You can read more about Cultybraggan and its features, including an exploration of the bunker carried out back in 2000 (sadly, not by us), here: Secret Scotland – Cultybraggan
In 2007, a trust formed by members of the local community – the Comrie Development Trust – bought the entire camp from the MoD, including the RGHQ. Since then, it has been working to persuade business to come and open up in the area, as described in a recent business article, Companies urged to set up at former prisoner of war camp – Herald Scotland.
In October 2010, the trust launched a two-week long ‘investment fortnight’ in order to raise awareness of the site, and attract business to set up within the former PoW camp. At that time, the bunker was not part of the offer, but it was noted that Scottish Enterprise was supporting a feasibility study into converting the former nuclear bunker at the site into a data storage facility.
It’s worth noting that the bunker at Cultybraggan is not one of the massive underground facilities seen at some locations (such as Scotland’s Secret Bunker), buried deep and protected by reinforced concrete, plus numerous other less obvious layers to decouple it from surrounding explosions (though still not much help against a direct nuclear strike), but is of another standard construction, having two storeys, and only partially buried.

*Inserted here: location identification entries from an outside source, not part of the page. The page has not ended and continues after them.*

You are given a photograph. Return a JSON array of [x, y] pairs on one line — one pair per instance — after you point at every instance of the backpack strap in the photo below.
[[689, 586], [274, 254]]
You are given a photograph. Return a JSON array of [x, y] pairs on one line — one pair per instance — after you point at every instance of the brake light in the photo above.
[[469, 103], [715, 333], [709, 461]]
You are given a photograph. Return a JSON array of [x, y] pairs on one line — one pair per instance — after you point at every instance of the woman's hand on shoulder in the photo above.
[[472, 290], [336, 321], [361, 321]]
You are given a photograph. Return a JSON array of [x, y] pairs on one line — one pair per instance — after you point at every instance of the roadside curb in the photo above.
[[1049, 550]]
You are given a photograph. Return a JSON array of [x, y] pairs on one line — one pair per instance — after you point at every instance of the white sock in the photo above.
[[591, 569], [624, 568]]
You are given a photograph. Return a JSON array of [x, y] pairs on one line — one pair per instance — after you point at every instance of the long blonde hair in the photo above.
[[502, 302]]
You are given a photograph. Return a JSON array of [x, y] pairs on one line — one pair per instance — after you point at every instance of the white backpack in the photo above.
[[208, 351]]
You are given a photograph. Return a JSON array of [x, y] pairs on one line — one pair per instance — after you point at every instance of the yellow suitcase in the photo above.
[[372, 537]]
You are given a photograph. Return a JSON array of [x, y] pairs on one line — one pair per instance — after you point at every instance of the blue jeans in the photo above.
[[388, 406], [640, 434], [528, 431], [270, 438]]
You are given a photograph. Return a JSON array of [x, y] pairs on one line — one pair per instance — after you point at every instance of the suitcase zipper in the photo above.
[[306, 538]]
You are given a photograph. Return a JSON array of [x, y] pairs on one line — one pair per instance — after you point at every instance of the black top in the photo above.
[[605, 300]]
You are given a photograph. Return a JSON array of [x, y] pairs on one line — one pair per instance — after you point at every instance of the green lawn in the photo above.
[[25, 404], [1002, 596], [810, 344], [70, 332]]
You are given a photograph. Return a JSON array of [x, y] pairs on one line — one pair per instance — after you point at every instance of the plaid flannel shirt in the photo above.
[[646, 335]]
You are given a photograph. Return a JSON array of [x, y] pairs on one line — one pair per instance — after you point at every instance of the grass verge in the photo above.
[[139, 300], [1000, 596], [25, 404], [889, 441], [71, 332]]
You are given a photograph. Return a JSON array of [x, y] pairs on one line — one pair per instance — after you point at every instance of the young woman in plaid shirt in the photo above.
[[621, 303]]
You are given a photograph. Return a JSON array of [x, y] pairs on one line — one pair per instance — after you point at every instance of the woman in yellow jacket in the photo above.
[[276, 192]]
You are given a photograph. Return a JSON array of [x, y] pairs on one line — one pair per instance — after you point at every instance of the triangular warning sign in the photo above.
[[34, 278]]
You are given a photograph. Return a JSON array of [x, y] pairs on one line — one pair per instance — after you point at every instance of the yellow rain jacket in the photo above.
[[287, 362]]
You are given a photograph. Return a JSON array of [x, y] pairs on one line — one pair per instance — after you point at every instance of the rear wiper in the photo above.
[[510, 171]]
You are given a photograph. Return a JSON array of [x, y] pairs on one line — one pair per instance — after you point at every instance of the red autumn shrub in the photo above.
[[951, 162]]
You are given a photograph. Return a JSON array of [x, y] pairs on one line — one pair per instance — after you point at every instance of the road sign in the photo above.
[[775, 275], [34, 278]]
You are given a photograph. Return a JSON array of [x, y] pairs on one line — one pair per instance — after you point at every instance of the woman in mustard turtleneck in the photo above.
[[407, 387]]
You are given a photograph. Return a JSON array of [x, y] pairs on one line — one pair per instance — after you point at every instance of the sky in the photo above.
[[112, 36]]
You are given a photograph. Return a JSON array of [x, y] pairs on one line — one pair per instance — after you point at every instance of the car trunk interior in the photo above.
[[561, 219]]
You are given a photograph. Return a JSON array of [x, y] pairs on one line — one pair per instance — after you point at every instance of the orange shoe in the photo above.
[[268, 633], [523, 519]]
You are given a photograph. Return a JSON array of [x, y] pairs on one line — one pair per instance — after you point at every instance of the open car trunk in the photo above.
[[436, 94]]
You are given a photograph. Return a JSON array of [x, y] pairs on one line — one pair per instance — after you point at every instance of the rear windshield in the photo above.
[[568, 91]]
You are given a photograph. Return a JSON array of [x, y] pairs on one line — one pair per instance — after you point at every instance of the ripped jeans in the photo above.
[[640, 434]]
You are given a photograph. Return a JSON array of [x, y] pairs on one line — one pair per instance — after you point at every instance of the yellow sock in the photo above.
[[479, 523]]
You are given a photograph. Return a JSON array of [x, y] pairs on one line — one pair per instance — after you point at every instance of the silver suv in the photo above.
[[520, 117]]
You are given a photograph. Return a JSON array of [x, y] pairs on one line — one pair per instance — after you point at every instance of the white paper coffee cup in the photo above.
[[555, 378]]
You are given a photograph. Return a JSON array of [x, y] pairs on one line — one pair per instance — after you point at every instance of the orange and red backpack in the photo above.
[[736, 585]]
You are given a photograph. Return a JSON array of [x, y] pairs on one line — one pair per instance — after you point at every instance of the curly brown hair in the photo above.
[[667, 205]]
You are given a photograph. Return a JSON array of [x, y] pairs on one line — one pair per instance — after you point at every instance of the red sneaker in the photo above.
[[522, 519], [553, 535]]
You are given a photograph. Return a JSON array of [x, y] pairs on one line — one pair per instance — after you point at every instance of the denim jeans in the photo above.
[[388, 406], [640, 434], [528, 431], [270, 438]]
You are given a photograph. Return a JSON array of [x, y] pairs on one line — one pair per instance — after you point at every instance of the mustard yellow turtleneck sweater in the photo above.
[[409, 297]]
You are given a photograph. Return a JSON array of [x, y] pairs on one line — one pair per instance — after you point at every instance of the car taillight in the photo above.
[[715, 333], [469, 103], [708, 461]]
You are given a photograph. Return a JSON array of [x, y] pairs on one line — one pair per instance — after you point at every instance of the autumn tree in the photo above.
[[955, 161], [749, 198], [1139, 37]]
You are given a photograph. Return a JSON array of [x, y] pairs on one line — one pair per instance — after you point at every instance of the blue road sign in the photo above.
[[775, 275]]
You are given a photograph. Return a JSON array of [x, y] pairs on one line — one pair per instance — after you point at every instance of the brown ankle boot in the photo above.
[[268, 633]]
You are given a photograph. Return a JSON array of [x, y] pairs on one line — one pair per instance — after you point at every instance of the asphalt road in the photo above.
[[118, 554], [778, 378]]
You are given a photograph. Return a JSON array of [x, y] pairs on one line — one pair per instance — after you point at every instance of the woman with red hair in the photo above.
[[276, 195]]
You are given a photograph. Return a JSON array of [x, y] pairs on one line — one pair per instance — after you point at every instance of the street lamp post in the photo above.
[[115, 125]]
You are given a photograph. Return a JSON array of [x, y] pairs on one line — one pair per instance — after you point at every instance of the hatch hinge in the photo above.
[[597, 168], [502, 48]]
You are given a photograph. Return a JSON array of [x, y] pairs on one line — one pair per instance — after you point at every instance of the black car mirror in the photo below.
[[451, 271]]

Three months later, the bunker was placed on the market, with a suggested price of something in the order of £400,000. I guess that will either rocket upwards ff some data storage or ISP companies set their sights on the facility, or will lose a zero, and become a store, if no-one is interested. I found four tales related to the sale within the first few days, so am listing them in case any or all evaporate over time (well, I suspect the BBC’s will stay around):
Comrie Development Trust has now released details of their plans for the site of the former PoW camp of Cultybraggan, which it acquired last year in a community buy-out, and this includes the creation of some thirty allotments, conversion of the old mess hall into base for a local caterers, and the conversion of nine of the site’s Nissen huts in workshops and storage for local businesses. The trust will also be seeking funding to improve the existing drainage, electrical, and water supplies on the site.

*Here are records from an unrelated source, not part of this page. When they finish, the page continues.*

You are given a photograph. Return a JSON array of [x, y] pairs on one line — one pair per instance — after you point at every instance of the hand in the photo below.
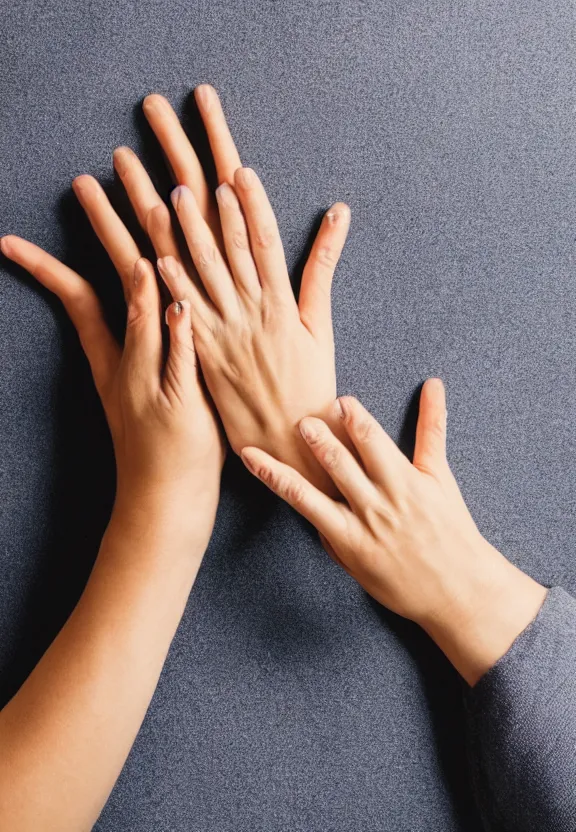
[[406, 535], [166, 440], [267, 361]]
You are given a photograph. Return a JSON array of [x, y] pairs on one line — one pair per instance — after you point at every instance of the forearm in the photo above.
[[67, 732], [521, 727], [486, 607]]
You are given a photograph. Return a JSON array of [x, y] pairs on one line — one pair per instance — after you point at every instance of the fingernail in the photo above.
[[247, 461], [204, 94], [139, 271], [176, 196], [176, 308], [307, 431], [223, 191]]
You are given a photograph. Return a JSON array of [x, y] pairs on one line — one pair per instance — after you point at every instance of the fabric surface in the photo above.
[[289, 700], [521, 725]]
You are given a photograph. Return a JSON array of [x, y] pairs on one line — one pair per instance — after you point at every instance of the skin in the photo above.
[[405, 533], [67, 732], [267, 360]]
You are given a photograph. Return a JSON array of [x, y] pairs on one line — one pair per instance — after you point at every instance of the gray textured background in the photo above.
[[289, 700]]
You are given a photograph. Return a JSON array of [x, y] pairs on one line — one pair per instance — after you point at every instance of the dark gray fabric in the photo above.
[[289, 700], [521, 727]]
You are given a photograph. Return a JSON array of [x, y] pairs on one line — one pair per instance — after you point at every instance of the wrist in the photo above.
[[478, 625], [182, 516]]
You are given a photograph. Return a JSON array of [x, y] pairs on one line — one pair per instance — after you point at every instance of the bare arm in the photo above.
[[66, 733]]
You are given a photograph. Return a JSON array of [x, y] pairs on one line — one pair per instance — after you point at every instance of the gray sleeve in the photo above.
[[521, 727]]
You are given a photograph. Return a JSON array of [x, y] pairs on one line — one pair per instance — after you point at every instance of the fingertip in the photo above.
[[153, 102], [245, 177], [346, 404], [6, 244], [179, 193], [120, 157], [204, 94], [82, 182], [338, 214], [434, 389], [225, 194], [177, 311], [140, 272], [249, 456]]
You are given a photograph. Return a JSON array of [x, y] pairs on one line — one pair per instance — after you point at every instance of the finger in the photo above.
[[205, 253], [151, 211], [142, 357], [314, 302], [323, 512], [181, 373], [226, 157], [109, 228], [383, 461], [180, 286], [430, 446], [80, 302], [338, 462], [265, 241], [180, 154], [236, 242]]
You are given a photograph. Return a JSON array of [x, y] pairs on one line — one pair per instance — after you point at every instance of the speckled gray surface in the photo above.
[[289, 701]]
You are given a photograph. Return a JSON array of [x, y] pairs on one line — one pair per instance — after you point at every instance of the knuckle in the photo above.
[[364, 431], [240, 241], [137, 316], [330, 455], [204, 254], [292, 492], [265, 237]]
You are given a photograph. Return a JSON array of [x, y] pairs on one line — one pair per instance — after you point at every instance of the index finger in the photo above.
[[226, 156], [179, 152]]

Further plans were revealed which will hopefully lead to the development of a local history project, and the involvement of further commercial interests on the site.
Cultybraggan PoW Camp
During World War II Cultybraggan (Camp 21) held some of the most fanatical SS and Nazi prisoners. After the end of the war, five of the prisoners were hanged at Pentonville Prison, the largest multiple execution in 20th century Britain, after Wolfgang Rosterg, a German prisoner of war known to be unsympathetic to the Nazi regime in Germany, was lynched there. The reason is not completely clear; some sources say he was killed because he was suspected of being a British spy, while others simply claim that he demonstrated insufficient zeal in his support for the Nazi Party, and was punished accordingly.

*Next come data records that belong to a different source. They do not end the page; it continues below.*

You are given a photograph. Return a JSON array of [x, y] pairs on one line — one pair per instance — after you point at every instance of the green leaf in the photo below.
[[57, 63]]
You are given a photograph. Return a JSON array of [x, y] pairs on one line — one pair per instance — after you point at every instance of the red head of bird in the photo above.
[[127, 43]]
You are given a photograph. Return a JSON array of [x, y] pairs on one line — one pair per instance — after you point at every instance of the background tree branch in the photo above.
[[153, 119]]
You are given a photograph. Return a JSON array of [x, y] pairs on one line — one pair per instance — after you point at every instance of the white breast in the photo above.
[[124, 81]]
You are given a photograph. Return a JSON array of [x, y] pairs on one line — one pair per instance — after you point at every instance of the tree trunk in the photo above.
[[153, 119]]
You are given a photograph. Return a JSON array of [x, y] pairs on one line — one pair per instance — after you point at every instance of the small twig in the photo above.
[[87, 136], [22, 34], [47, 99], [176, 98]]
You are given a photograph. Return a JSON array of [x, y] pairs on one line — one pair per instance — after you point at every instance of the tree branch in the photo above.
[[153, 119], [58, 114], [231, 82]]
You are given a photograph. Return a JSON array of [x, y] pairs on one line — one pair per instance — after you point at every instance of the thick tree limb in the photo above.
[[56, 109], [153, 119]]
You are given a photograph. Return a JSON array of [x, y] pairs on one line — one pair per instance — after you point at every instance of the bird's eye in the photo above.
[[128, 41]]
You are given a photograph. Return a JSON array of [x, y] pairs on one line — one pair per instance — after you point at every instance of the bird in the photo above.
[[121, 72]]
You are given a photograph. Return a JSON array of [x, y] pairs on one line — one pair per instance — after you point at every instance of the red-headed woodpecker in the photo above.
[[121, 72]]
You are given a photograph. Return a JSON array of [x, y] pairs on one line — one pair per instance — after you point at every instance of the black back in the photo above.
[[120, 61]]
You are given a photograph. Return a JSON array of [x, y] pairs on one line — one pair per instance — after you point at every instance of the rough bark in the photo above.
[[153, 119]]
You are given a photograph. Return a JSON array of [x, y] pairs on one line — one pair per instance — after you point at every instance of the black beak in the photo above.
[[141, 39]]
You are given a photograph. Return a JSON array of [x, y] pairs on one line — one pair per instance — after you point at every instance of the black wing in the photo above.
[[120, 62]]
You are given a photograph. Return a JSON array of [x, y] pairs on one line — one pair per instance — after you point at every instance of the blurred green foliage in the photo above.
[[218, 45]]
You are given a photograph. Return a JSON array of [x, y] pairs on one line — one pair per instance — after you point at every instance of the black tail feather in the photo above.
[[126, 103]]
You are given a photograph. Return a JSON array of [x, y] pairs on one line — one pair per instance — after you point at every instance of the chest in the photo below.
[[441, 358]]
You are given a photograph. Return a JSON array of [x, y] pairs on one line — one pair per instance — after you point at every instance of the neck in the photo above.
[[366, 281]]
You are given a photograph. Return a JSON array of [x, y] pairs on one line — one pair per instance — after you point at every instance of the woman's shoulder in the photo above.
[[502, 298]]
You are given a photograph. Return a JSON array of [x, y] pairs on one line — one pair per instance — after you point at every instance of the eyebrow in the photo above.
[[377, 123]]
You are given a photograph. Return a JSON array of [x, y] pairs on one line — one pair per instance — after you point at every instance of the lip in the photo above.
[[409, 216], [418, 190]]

Every time the BBC News features the camp, it repeats its story that “Hitler’s deputy Rudolph Hess was there for a night after parachuting into Scotland in 1941.”
We’ve been party to a number of discussions relating to Hess, and his flight to Scotland, and followed a breakdown and analysis of his movements from the moment he jumped out of his aircraft, parachuted into a field at Floors Farm, was captured, taken to the Home Guard HQ in Busby, then a Scout Hall in Giffnock, transferred to Maryhill Barracks, had his injuries tended to at Buchanan Castle Military Hospital near Drymen, then left Scotland to be held, on Churchill’s order, in the Queen’s House at the Tower of London.
I wish the BBC would source a reference for their tale of Hess’s stay at Cultybraggan – we can’t find one, and so far, neither has anyone we’ve corresponded with. If we have a piece of the story missing, we’d dearly like to put it in place, but need a reference.